"Um Barco atracado ao cais é sempre um sonho preso"

sexta-feira, março 04, 2005

Um poema do livro"Caligrafia do Silêncio"


RITUAL

Desse longo latir
Da vida sabes tu

Para chegar aqui
Foi preciso comer merda

Não é fácil sentares-te
À mesa para arrancar
A pele...

Luís Filipe Maçarico, "Caligrafia do Silêncio", 2004

(foto do lançamento deste livro, captada por Vanda Oliveira, no Clube Desportivo Cova da Moura,25-2-2005) Posted by Hello

6 comentários:

augustoM disse...

Os meus parabéns pelo novo livro. Tinha combinado com a Teresa ir ao lançamento do teu livro, mas tive de estar toda essa semana no Norte a trabalhar. No próximo prometo que não falho, até que tinha muito gosto de te conhecer pessoalmente.
Um abraço e boa sorte para o livro. Augusto

Fernando B. disse...

Caro Luís,

Grandes verdades contêm este teu Ritual.

Parabéns pelo lançamento da tua Caligrafia do Silêncio.Penso que vives ou trabalhas perto daqui, Carnaxide.
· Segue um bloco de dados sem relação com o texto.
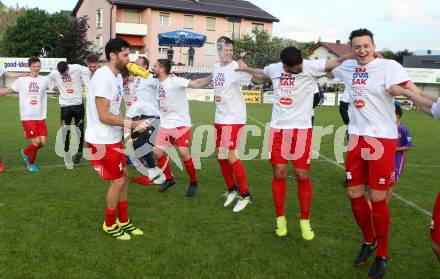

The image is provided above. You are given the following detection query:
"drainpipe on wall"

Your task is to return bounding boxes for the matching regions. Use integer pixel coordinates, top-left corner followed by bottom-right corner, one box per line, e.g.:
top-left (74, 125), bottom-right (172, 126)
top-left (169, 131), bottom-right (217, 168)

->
top-left (109, 5), bottom-right (114, 40)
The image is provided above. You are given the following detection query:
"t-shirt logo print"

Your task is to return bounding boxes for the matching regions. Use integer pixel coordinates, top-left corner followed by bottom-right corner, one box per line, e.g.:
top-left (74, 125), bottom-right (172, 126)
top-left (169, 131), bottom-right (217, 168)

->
top-left (61, 75), bottom-right (75, 94)
top-left (351, 68), bottom-right (368, 109)
top-left (278, 73), bottom-right (296, 107)
top-left (214, 73), bottom-right (226, 103)
top-left (29, 81), bottom-right (40, 106)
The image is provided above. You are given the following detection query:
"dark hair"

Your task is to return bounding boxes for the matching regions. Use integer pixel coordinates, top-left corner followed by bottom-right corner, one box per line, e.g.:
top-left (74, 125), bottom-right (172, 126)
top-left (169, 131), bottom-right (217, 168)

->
top-left (28, 56), bottom-right (41, 67)
top-left (86, 53), bottom-right (99, 63)
top-left (105, 38), bottom-right (130, 61)
top-left (57, 61), bottom-right (69, 74)
top-left (394, 101), bottom-right (403, 117)
top-left (280, 46), bottom-right (303, 67)
top-left (349, 28), bottom-right (374, 44)
top-left (157, 59), bottom-right (171, 75)
top-left (138, 56), bottom-right (150, 68)
top-left (121, 68), bottom-right (130, 79)
top-left (217, 36), bottom-right (234, 46)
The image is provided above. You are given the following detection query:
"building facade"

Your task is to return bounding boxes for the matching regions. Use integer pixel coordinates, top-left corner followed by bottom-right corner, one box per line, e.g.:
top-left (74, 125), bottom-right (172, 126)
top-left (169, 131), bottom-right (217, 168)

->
top-left (72, 0), bottom-right (279, 66)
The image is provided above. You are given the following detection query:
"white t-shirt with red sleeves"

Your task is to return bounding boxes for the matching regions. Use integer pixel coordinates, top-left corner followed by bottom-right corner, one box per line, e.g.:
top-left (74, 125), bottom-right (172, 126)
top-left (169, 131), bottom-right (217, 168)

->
top-left (124, 76), bottom-right (159, 118)
top-left (10, 76), bottom-right (49, 120)
top-left (212, 61), bottom-right (252, 124)
top-left (157, 77), bottom-right (191, 129)
top-left (333, 59), bottom-right (410, 139)
top-left (85, 66), bottom-right (124, 144)
top-left (431, 98), bottom-right (440, 119)
top-left (47, 64), bottom-right (90, 107)
top-left (264, 60), bottom-right (326, 129)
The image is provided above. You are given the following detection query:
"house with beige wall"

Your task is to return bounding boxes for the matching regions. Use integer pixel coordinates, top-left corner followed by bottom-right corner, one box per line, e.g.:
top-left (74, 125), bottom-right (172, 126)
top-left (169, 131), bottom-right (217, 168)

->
top-left (72, 0), bottom-right (279, 66)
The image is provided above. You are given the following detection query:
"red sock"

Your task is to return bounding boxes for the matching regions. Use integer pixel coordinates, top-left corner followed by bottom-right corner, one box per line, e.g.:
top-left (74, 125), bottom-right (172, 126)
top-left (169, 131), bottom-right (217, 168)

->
top-left (157, 155), bottom-right (173, 180)
top-left (105, 208), bottom-right (116, 227)
top-left (351, 196), bottom-right (375, 243)
top-left (272, 178), bottom-right (286, 217)
top-left (231, 159), bottom-right (249, 195)
top-left (218, 160), bottom-right (235, 189)
top-left (118, 200), bottom-right (128, 223)
top-left (371, 199), bottom-right (390, 257)
top-left (297, 176), bottom-right (312, 220)
top-left (184, 158), bottom-right (197, 182)
top-left (23, 144), bottom-right (38, 165)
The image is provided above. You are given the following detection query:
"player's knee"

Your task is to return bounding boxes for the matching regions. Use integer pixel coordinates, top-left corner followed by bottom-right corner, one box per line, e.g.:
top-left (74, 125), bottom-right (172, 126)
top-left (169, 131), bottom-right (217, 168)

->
top-left (295, 172), bottom-right (309, 181)
top-left (370, 189), bottom-right (387, 202)
top-left (347, 187), bottom-right (365, 199)
top-left (273, 168), bottom-right (287, 179)
top-left (432, 241), bottom-right (440, 262)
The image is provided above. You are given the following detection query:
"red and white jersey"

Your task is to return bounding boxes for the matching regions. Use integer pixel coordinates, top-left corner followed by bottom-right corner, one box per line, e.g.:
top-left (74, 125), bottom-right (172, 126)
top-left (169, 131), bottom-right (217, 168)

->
top-left (11, 76), bottom-right (49, 120)
top-left (212, 61), bottom-right (252, 124)
top-left (333, 59), bottom-right (410, 139)
top-left (47, 64), bottom-right (90, 107)
top-left (264, 60), bottom-right (326, 129)
top-left (431, 98), bottom-right (440, 119)
top-left (157, 77), bottom-right (191, 129)
top-left (124, 76), bottom-right (159, 118)
top-left (85, 66), bottom-right (124, 144)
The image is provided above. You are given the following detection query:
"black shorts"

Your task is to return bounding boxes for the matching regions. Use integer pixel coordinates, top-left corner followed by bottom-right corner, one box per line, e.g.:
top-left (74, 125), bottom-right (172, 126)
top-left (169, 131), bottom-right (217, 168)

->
top-left (61, 104), bottom-right (85, 125)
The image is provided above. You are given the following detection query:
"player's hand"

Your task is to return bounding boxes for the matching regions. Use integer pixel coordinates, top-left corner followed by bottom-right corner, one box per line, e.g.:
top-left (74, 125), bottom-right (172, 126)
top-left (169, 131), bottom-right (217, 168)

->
top-left (235, 59), bottom-right (249, 72)
top-left (387, 85), bottom-right (411, 96)
top-left (131, 120), bottom-right (150, 133)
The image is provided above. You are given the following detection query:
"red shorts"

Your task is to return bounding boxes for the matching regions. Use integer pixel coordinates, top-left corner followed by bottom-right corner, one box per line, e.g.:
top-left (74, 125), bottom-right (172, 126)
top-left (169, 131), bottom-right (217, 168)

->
top-left (87, 142), bottom-right (127, 180)
top-left (156, 127), bottom-right (191, 150)
top-left (345, 135), bottom-right (397, 191)
top-left (431, 194), bottom-right (440, 245)
top-left (269, 128), bottom-right (313, 169)
top-left (21, 120), bottom-right (47, 139)
top-left (215, 124), bottom-right (244, 150)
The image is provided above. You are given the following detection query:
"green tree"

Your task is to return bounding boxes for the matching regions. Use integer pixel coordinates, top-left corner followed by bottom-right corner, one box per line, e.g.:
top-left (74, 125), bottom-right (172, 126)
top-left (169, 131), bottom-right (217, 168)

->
top-left (52, 16), bottom-right (93, 64)
top-left (0, 9), bottom-right (70, 57)
top-left (380, 48), bottom-right (394, 59)
top-left (393, 49), bottom-right (412, 65)
top-left (234, 30), bottom-right (315, 68)
top-left (234, 30), bottom-right (284, 68)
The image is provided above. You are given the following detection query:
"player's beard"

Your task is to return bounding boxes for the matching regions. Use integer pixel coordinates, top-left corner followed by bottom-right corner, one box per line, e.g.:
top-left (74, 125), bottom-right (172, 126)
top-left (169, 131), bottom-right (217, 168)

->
top-left (115, 60), bottom-right (126, 72)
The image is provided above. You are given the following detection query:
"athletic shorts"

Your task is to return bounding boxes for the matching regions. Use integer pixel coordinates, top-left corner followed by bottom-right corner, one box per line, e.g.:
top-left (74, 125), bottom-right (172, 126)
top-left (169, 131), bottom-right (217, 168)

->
top-left (215, 124), bottom-right (244, 150)
top-left (156, 127), bottom-right (191, 150)
top-left (345, 135), bottom-right (397, 191)
top-left (21, 120), bottom-right (47, 139)
top-left (269, 128), bottom-right (313, 169)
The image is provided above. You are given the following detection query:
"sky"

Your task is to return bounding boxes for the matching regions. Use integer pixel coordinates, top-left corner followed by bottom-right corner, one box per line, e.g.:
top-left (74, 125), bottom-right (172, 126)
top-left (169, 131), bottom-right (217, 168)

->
top-left (1, 0), bottom-right (440, 51)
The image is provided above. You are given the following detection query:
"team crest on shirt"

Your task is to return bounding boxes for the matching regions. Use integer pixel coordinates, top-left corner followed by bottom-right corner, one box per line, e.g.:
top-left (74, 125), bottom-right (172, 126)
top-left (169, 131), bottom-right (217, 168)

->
top-left (353, 99), bottom-right (366, 109)
top-left (351, 68), bottom-right (368, 86)
top-left (279, 97), bottom-right (294, 107)
top-left (61, 75), bottom-right (73, 83)
top-left (214, 73), bottom-right (226, 87)
top-left (278, 73), bottom-right (296, 88)
top-left (29, 81), bottom-right (40, 94)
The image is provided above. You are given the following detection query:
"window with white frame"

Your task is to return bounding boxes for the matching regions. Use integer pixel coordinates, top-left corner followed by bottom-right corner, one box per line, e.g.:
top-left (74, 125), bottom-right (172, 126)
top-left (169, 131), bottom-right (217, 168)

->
top-left (159, 12), bottom-right (171, 27)
top-left (206, 17), bottom-right (216, 31)
top-left (122, 10), bottom-right (141, 24)
top-left (96, 9), bottom-right (104, 28)
top-left (228, 21), bottom-right (241, 40)
top-left (204, 43), bottom-right (217, 56)
top-left (95, 35), bottom-right (102, 52)
top-left (183, 15), bottom-right (194, 29)
top-left (158, 47), bottom-right (168, 53)
top-left (252, 22), bottom-right (264, 31)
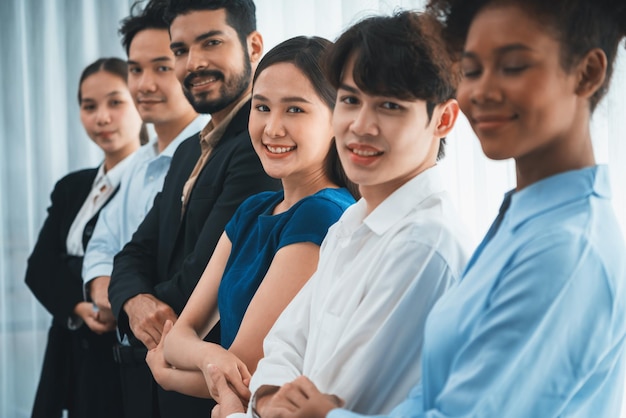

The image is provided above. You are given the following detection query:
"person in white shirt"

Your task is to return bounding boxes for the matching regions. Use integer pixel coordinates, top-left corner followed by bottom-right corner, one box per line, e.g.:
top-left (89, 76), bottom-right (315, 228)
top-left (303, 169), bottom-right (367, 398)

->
top-left (210, 12), bottom-right (469, 417)
top-left (25, 58), bottom-right (147, 418)
top-left (83, 2), bottom-right (205, 324)
top-left (82, 1), bottom-right (210, 417)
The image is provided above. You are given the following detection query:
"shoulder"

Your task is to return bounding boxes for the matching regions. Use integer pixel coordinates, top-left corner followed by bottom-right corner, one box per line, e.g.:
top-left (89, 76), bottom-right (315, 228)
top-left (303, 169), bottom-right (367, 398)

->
top-left (237, 190), bottom-right (283, 212)
top-left (400, 192), bottom-right (469, 246)
top-left (174, 132), bottom-right (200, 156)
top-left (55, 168), bottom-right (98, 189)
top-left (294, 188), bottom-right (355, 214)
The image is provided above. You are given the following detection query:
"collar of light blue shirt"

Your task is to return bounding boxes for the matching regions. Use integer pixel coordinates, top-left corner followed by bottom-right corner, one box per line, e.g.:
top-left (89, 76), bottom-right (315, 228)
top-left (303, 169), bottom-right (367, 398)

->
top-left (507, 165), bottom-right (611, 230)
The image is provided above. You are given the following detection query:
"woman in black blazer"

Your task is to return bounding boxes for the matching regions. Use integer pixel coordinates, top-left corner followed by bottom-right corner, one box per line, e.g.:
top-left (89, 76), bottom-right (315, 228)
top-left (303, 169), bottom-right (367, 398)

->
top-left (26, 58), bottom-right (146, 418)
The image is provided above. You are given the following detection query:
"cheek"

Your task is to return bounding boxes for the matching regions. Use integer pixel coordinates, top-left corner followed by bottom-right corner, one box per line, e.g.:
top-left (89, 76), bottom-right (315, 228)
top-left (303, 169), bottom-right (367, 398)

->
top-left (80, 112), bottom-right (95, 131)
top-left (456, 81), bottom-right (471, 114)
top-left (248, 113), bottom-right (265, 146)
top-left (174, 59), bottom-right (187, 85)
top-left (331, 111), bottom-right (350, 139)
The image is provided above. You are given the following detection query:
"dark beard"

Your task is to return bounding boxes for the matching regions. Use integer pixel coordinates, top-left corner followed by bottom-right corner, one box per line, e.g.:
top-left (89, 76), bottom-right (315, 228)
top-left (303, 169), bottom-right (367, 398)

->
top-left (183, 58), bottom-right (252, 114)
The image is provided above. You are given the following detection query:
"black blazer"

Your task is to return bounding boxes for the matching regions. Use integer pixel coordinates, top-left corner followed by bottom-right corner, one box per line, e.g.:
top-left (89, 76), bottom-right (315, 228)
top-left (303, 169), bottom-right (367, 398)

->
top-left (109, 102), bottom-right (281, 341)
top-left (26, 169), bottom-right (122, 418)
top-left (25, 168), bottom-right (102, 326)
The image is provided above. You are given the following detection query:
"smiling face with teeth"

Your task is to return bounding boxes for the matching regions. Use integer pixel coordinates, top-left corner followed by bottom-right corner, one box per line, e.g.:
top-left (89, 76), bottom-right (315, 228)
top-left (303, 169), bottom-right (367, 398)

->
top-left (170, 9), bottom-right (263, 123)
top-left (333, 54), bottom-right (458, 209)
top-left (248, 62), bottom-right (333, 184)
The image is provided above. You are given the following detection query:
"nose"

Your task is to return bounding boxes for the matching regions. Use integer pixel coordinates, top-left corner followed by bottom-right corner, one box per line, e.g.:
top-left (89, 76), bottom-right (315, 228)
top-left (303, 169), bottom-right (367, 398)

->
top-left (96, 106), bottom-right (111, 126)
top-left (462, 70), bottom-right (504, 104)
top-left (139, 71), bottom-right (156, 92)
top-left (187, 47), bottom-right (208, 73)
top-left (350, 106), bottom-right (379, 136)
top-left (264, 112), bottom-right (285, 138)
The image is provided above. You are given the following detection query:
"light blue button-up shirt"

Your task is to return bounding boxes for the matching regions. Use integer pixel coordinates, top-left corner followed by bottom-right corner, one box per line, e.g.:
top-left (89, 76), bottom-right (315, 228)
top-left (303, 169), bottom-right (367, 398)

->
top-left (329, 166), bottom-right (626, 418)
top-left (83, 116), bottom-right (209, 284)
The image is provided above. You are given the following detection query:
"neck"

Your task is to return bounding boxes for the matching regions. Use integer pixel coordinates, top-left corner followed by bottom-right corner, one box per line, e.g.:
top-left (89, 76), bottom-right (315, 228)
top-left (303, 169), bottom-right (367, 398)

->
top-left (515, 117), bottom-right (596, 190)
top-left (154, 112), bottom-right (197, 153)
top-left (211, 87), bottom-right (252, 126)
top-left (359, 161), bottom-right (436, 216)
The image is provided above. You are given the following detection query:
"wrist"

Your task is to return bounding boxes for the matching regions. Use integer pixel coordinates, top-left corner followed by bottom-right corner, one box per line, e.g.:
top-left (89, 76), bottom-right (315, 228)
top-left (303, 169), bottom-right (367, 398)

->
top-left (250, 385), bottom-right (280, 418)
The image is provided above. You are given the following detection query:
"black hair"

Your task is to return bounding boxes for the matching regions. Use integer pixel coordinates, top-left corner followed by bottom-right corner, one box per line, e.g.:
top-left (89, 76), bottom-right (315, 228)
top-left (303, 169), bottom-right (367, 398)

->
top-left (118, 0), bottom-right (169, 55)
top-left (252, 36), bottom-right (360, 199)
top-left (324, 11), bottom-right (459, 159)
top-left (78, 57), bottom-right (149, 145)
top-left (427, 0), bottom-right (626, 112)
top-left (165, 0), bottom-right (256, 50)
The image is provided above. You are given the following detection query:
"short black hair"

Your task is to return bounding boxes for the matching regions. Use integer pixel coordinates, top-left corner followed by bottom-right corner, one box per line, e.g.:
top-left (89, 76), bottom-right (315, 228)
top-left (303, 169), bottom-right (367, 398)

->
top-left (324, 11), bottom-right (459, 159)
top-left (427, 0), bottom-right (626, 112)
top-left (165, 0), bottom-right (256, 45)
top-left (118, 0), bottom-right (169, 56)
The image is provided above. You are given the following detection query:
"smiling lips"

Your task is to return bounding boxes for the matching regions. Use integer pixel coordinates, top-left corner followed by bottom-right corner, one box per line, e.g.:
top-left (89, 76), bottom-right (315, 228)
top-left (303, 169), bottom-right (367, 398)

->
top-left (472, 115), bottom-right (517, 131)
top-left (264, 144), bottom-right (297, 158)
top-left (96, 131), bottom-right (115, 139)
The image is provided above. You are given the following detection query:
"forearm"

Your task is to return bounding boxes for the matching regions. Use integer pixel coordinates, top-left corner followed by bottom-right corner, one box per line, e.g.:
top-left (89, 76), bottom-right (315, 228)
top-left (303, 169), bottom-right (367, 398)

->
top-left (163, 324), bottom-right (218, 371)
top-left (152, 362), bottom-right (211, 399)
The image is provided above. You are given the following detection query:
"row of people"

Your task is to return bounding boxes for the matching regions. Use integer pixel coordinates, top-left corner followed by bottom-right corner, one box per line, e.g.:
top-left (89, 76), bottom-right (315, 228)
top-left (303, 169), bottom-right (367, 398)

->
top-left (23, 0), bottom-right (626, 417)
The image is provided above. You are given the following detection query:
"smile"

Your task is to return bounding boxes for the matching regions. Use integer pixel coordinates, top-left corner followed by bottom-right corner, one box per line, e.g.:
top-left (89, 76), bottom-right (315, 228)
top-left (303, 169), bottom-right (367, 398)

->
top-left (265, 145), bottom-right (296, 154)
top-left (190, 78), bottom-right (217, 87)
top-left (350, 149), bottom-right (383, 157)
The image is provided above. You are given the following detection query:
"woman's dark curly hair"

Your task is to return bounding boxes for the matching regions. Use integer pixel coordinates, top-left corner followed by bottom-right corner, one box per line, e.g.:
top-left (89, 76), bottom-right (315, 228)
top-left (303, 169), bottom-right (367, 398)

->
top-left (427, 0), bottom-right (626, 111)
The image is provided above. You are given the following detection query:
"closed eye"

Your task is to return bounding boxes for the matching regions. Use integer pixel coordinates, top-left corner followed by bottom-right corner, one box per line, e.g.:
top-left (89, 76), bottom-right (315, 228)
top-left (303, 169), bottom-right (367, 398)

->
top-left (339, 96), bottom-right (359, 105)
top-left (382, 102), bottom-right (402, 110)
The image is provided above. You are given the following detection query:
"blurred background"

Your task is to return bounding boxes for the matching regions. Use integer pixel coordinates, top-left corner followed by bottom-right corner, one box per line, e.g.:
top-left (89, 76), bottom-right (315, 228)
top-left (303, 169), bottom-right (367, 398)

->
top-left (0, 0), bottom-right (626, 418)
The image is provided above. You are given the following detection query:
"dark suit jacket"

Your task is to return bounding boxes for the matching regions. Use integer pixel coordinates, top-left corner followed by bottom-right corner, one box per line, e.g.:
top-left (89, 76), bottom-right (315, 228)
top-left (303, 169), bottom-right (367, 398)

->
top-left (26, 169), bottom-right (122, 417)
top-left (109, 102), bottom-right (281, 336)
top-left (26, 168), bottom-right (98, 326)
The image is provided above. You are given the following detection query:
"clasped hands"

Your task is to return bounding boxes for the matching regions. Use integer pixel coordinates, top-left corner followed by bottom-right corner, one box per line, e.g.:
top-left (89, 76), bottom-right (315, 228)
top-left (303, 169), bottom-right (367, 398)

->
top-left (74, 276), bottom-right (116, 334)
top-left (209, 374), bottom-right (344, 418)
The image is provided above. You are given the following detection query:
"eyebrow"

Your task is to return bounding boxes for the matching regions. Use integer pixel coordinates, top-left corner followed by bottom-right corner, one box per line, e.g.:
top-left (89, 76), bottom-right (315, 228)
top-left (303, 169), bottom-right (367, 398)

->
top-left (461, 44), bottom-right (532, 59)
top-left (80, 90), bottom-right (122, 103)
top-left (339, 83), bottom-right (359, 94)
top-left (252, 94), bottom-right (311, 103)
top-left (170, 30), bottom-right (224, 49)
top-left (126, 56), bottom-right (172, 65)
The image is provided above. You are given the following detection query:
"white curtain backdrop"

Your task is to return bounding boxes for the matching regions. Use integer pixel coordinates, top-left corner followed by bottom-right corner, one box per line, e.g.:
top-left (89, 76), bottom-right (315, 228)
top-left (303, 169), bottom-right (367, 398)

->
top-left (0, 0), bottom-right (626, 418)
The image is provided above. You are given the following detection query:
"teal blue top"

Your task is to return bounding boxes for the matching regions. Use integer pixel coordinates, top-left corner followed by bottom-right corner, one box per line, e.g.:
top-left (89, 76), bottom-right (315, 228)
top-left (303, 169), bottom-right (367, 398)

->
top-left (218, 188), bottom-right (354, 348)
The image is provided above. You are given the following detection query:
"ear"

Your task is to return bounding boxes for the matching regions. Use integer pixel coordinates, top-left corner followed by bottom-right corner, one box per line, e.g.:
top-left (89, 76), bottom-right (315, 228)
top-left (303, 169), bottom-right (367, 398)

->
top-left (576, 48), bottom-right (607, 99)
top-left (433, 99), bottom-right (459, 138)
top-left (246, 31), bottom-right (263, 64)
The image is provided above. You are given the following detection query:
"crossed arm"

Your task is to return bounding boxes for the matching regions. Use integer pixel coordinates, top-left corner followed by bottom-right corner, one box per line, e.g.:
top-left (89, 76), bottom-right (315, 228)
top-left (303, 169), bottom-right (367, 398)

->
top-left (147, 233), bottom-right (319, 409)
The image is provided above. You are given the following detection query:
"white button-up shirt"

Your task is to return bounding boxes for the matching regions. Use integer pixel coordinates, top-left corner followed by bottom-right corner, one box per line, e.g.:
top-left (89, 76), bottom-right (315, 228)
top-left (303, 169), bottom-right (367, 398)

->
top-left (83, 116), bottom-right (209, 284)
top-left (249, 166), bottom-right (470, 414)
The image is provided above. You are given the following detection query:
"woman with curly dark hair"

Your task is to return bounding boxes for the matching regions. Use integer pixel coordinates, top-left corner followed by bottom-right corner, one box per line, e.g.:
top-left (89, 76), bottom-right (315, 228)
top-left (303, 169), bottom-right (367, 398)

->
top-left (233, 0), bottom-right (626, 418)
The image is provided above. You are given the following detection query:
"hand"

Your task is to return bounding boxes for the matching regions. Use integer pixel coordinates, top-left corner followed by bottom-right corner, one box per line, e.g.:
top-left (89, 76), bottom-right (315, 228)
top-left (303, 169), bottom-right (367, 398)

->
top-left (202, 343), bottom-right (251, 405)
top-left (93, 305), bottom-right (116, 324)
top-left (87, 276), bottom-right (111, 311)
top-left (259, 376), bottom-right (344, 418)
top-left (124, 293), bottom-right (177, 350)
top-left (146, 320), bottom-right (173, 390)
top-left (205, 364), bottom-right (246, 418)
top-left (74, 302), bottom-right (115, 334)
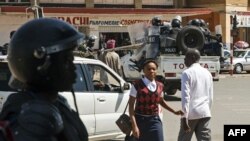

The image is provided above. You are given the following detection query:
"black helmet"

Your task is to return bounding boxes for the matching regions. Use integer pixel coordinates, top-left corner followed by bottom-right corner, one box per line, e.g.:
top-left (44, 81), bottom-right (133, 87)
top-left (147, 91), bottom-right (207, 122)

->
top-left (200, 19), bottom-right (207, 27)
top-left (8, 18), bottom-right (84, 90)
top-left (152, 16), bottom-right (161, 26)
top-left (171, 19), bottom-right (181, 28)
top-left (188, 19), bottom-right (201, 26)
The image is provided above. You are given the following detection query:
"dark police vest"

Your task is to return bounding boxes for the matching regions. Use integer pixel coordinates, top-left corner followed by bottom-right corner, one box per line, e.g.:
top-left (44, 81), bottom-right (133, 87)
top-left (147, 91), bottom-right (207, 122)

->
top-left (134, 79), bottom-right (163, 115)
top-left (0, 92), bottom-right (88, 141)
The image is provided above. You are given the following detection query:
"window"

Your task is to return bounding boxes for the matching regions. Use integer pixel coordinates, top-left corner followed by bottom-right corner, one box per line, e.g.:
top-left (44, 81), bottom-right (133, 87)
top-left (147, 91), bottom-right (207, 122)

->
top-left (73, 64), bottom-right (87, 92)
top-left (88, 64), bottom-right (121, 92)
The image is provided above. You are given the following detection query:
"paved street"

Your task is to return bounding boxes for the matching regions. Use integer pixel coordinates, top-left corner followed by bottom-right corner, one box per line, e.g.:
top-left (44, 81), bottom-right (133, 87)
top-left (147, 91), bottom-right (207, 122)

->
top-left (164, 74), bottom-right (250, 141)
top-left (108, 73), bottom-right (250, 141)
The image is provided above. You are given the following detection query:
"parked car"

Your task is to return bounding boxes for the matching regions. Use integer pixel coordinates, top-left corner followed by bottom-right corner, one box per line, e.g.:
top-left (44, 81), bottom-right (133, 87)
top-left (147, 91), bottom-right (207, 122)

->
top-left (0, 55), bottom-right (131, 140)
top-left (220, 49), bottom-right (250, 74)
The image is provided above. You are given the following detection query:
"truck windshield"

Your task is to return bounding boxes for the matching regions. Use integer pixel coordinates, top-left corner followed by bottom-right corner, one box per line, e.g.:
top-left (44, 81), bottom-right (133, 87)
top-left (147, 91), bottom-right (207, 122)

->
top-left (233, 51), bottom-right (246, 58)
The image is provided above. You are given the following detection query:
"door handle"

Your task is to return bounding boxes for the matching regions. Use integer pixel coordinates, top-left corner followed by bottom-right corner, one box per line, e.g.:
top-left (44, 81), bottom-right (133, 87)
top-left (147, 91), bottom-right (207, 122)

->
top-left (97, 97), bottom-right (106, 102)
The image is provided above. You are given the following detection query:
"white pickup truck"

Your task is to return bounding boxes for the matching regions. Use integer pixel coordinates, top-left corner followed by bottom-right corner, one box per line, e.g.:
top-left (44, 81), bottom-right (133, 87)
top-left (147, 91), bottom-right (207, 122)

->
top-left (121, 54), bottom-right (220, 95)
top-left (0, 55), bottom-right (131, 140)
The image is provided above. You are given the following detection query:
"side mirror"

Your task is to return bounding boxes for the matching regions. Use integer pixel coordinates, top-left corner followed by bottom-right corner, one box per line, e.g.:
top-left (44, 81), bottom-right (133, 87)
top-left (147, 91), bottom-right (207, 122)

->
top-left (123, 83), bottom-right (130, 90)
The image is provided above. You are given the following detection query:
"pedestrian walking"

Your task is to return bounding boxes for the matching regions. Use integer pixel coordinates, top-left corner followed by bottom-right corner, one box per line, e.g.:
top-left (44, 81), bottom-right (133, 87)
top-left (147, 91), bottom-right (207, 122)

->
top-left (129, 60), bottom-right (183, 141)
top-left (0, 18), bottom-right (88, 141)
top-left (104, 39), bottom-right (122, 76)
top-left (178, 49), bottom-right (213, 141)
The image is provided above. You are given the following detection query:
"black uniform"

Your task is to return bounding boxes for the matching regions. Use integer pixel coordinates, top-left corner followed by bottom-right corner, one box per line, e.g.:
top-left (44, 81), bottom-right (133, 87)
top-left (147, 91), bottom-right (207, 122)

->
top-left (0, 92), bottom-right (88, 141)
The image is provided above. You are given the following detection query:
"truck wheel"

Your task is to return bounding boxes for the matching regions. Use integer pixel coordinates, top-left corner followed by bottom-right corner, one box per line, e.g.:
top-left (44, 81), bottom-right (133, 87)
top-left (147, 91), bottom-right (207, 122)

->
top-left (234, 64), bottom-right (243, 74)
top-left (166, 89), bottom-right (177, 95)
top-left (176, 26), bottom-right (205, 54)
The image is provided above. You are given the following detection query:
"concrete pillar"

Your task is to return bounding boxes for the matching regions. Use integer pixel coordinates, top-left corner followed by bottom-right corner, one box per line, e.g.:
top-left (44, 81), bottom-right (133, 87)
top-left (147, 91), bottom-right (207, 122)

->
top-left (134, 0), bottom-right (142, 9)
top-left (85, 0), bottom-right (95, 8)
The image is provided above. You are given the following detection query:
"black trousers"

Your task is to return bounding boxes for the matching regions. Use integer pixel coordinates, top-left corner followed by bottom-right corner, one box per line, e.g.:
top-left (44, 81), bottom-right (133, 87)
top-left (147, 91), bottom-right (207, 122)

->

Um dia gostaria de te poder cumprimentar pessoalmente.

Um Abraço,

poetando disse...

Amigo poeta, belo lançamento!
O que mais gostei foi dos poemas recitados! até me vieram as lágrimas ao olhos...
Abraços e até ao próximo lançamento...

poetando disse...
Este comentário foi removido por um administrador do blogue.
Águas de Março disse...

Luis, quando houver um novo lançamento avisa-me com tempo, que eu também lá quero estar.
Beijo amigo e boa sorte para o livro.

silent_wings disse...

Olá como estás? Tive a oportunidade de estar presente no lançamento do teu livro "Caligrafia do Silêncio" e se a memória não me atraiçoa foi a terceira vez que tive o prazer de estar presente numa apresentação de um livro de concepção tua. É mais um pedaço de ti que está presente naquele livro, são mais palavras que vomitas com uma vontade indómita e muito sentida, não tivesses tu, ao que sei, subido a pulso esta longa árvore que é a vida e quiçá até passado algumas privações. As palavras contidas neste pequeno mas muito bem conseguido livro (um aplauso também para o grafismo nele contido) retratam uma realidade tão presente como no passado em que ele foi escrito e que por razões diversas foi adiado como na sua apresentação tiveste oportunidade de afirmar. Nele estive presente, numa colectividade modesta mas tão digna como qualquer outra colectividade ou mesmo Sociedade Anónima, algumas delas bem mais envergonháveis pelo profissionalismo de quem as gere, do que, em comparação, pelo esforço de sobrevivência feito pela carolice dos directores da colectividade da Cova da Moura! Até no local de apresentação da dita Caligrafia foste feliz...Espero estar presente numa proxima apresentação de qualquer coisa que seja obra tua! Se for escrita não duvido que seja deveras interessante! Até breve!